The dollar weakened to its lowest level against the pound since 12 January following the surprise decision by Ben Bernanke’s Federal Reserve not to taper its massive $85 billion a month stimulus programme. In his latest monthly policy announcement, Bernanke said that the economic data since June did not support a cut in the bond purchase program. Bernanke also confirmed that any future move would depend on future economic data.
To back up their decision, the Fed decided to cut its growth forecast for the US economy.
Earlier on in the day, the minutes of the Bank of England's (BoE) Monetary Policy Committee meeting from the beginning of the month showed that policy makers were unanimous in their decision to keep the benchmark interest rate unchanged at 0.5% and the size of the asset purchase program at £375 billion.
The minutes showed the nine MPC members voted 9-0 for a ‘no change’ policy on both UK interest rates and asset purchases.

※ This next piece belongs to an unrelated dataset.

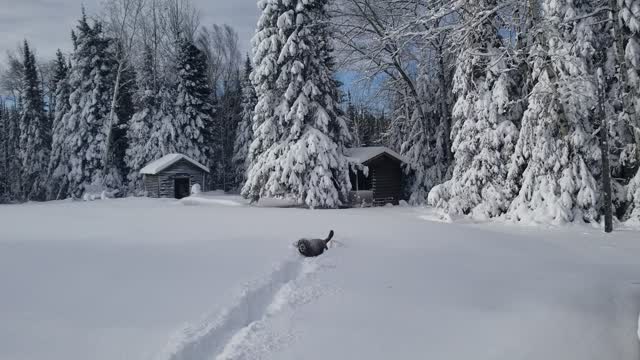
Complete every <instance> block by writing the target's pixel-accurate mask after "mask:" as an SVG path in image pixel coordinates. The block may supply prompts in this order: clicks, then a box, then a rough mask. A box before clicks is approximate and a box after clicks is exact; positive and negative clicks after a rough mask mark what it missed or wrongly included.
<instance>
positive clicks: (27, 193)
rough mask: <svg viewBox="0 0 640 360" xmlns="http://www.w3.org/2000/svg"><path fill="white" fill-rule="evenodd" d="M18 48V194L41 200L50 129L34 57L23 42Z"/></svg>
mask: <svg viewBox="0 0 640 360" xmlns="http://www.w3.org/2000/svg"><path fill="white" fill-rule="evenodd" d="M22 50H23V59H24V64H23V66H24V71H23V79H22V82H23V89H24V94H23V97H22V108H21V109H20V153H19V154H20V156H19V157H20V161H21V164H22V197H23V198H24V199H25V200H44V199H45V180H46V174H47V171H46V170H47V165H48V162H49V152H50V148H51V129H50V124H49V121H48V119H47V115H46V113H45V111H44V100H43V96H42V90H41V88H40V82H39V80H38V70H37V69H36V59H35V56H34V54H33V52H32V51H31V50H30V49H29V44H28V43H27V41H25V42H24V47H23V49H22Z"/></svg>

The detail of the minutes showed however that some committee members still feel more stimulus might be needed at some point, “based in part on their judgements about the speed with which the degree of slack in the economy might be reduced if the momentum in demand continued to grow”. Their main concerns seem to be centred on any further emerging markets and/or euro zone weakness.
Meanwhile, Chancellor George Osborne said yesterday that he was not inflating a UK housing bubble despite official data showing that on average, UK property prices have broken through their pre-crisis peak. In a speech to the Institute of Directors at their annual conference, Osborne said that there was no housing boom under way even though the official data from the Office for National Statistics showed the average price of a UK house has now surpassed its peak of five years ago of £245,000.